What we've actually seen wrt LOC per PR is that it's increased too, this makes sense when you think about the ease at which CC will write e.g. tests, or it's growing ability to take on larger scope of problems. We expect some downward pressure with our use of AI PR approval (https://ideas.fin.ai/p/ai-is-approving-our-pull-requests) which encourages smaller PRs.

One related take away for me, is that I've seen internally and externally people get caught up on not finding the perfect measure, and allow that to hold them back from making progress in the right direction. I don't believe there's any one perfect measure for this, triangulation is very important, and it's a big trap to fall into to not peruse the bountiful gains available because the perfect measure doesn't exist.

Nidhi Wadmark

Apr 22

Curious how did your prioritization process change? “39% faster ship to idea…” more velocity means more pressure on deciding what to build.

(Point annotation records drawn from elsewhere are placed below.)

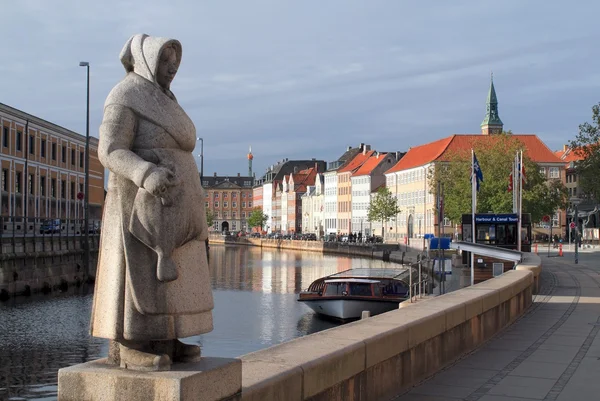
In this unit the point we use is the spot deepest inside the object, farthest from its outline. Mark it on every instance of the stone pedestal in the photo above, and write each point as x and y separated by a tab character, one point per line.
211	379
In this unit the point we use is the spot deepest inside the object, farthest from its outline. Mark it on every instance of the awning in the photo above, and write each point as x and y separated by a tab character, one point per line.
488	250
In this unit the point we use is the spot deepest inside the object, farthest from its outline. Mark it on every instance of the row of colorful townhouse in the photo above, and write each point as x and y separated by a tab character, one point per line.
310	196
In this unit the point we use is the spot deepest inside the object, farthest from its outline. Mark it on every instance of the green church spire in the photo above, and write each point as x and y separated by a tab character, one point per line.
491	123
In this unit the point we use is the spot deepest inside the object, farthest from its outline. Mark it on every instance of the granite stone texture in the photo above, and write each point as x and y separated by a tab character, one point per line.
152	283
211	379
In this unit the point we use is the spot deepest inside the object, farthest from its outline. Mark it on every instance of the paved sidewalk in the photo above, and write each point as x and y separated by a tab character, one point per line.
552	353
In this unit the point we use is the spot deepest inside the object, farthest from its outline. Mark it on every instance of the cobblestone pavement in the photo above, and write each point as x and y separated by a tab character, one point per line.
551	353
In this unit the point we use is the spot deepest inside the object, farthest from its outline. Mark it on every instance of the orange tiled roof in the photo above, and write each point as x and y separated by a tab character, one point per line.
369	165
358	161
536	150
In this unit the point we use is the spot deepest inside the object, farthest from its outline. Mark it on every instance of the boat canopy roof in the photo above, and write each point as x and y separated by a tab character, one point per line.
397	273
352	280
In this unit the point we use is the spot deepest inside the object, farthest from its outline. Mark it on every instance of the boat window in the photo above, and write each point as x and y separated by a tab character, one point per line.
360	289
335	288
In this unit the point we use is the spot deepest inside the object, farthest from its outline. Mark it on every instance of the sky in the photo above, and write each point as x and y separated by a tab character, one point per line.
300	79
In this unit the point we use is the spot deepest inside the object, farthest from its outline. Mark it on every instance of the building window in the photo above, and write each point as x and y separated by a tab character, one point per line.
18	182
5	134
5	180
556	220
30	184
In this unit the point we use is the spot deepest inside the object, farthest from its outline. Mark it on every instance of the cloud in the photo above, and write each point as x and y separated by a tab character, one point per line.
308	78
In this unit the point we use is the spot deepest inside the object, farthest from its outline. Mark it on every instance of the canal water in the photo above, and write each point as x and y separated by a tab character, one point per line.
255	293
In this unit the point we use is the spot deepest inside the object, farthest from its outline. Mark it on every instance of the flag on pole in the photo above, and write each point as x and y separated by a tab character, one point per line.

Thanks for penning the article. It is an insightful read.

Reply (1)

Darragh Curran

Apr 24

For now at least we've no shortage of things we want to build - but I do think roadmapping/prioritisation does change in major ways when you can unlock an abundance of executional capacity - https://ideas.fin.ai/p/product-strategy-still-means-saying

Jordan Moore

Apr 17

For #2, why not compare to the previous years Dec-Mar? Those charts just look like typical velocity coming out of the new year.

For #3, what is the X axis? It’s honestly hard to extrapolate from this because a lot of key information is missing. Also, what does agent-driven mean in a PR if only 19% are approved by agents?

Reply (1)

Darragh Curran

Apr 18

fair point on time range of comparison - I picked the period aligned with our steep ramp in PR throughput - and this wasn't the pattern we saw e.g. last year, yes we'd get some months where it'd blip up maybe 10-50% then dip down - the start of this year has been unprecedented, and all signs suggest the trend continues.

re: #3 - do you mean the code quality? x-axis is time/weeks - y-axis, is a aggregated view based on code analysis of contibutions that make the code base less complex (positive bars) or more complex (negative bars).

Agent driven means engineer is prompting Claude Code (in our case) with the context of the problem to solve, and the agent is writing all the code, submitting PR etc. 93.6% of PRs are like this.

19% AI approved, are PRs that are reviewed and approved without the need for a human reviewer.

Reply (1)

Jordan Moore

Apr 18

Yes— I meant Y axis, thank you for clarifying! Makes sense on this trend being different from past years.

Thank you for following up— that PR flow sounds agent-driven to me, very cool.

Reply (2)

Anne Marie Kingsland

Apr 21

A full breakdown of our PR review Agent just published on the Intercom blog:

https://www.intercom.com/blog/ai-is-approving-our-pull-requests-heres-how-we-made-it-safe/

Darragh Curran

Apr 21

yep - PR auto approval flow is very cool - a small crack team of specialised sub agents meticulously reviewing every PR - write up on this topic coming very soon.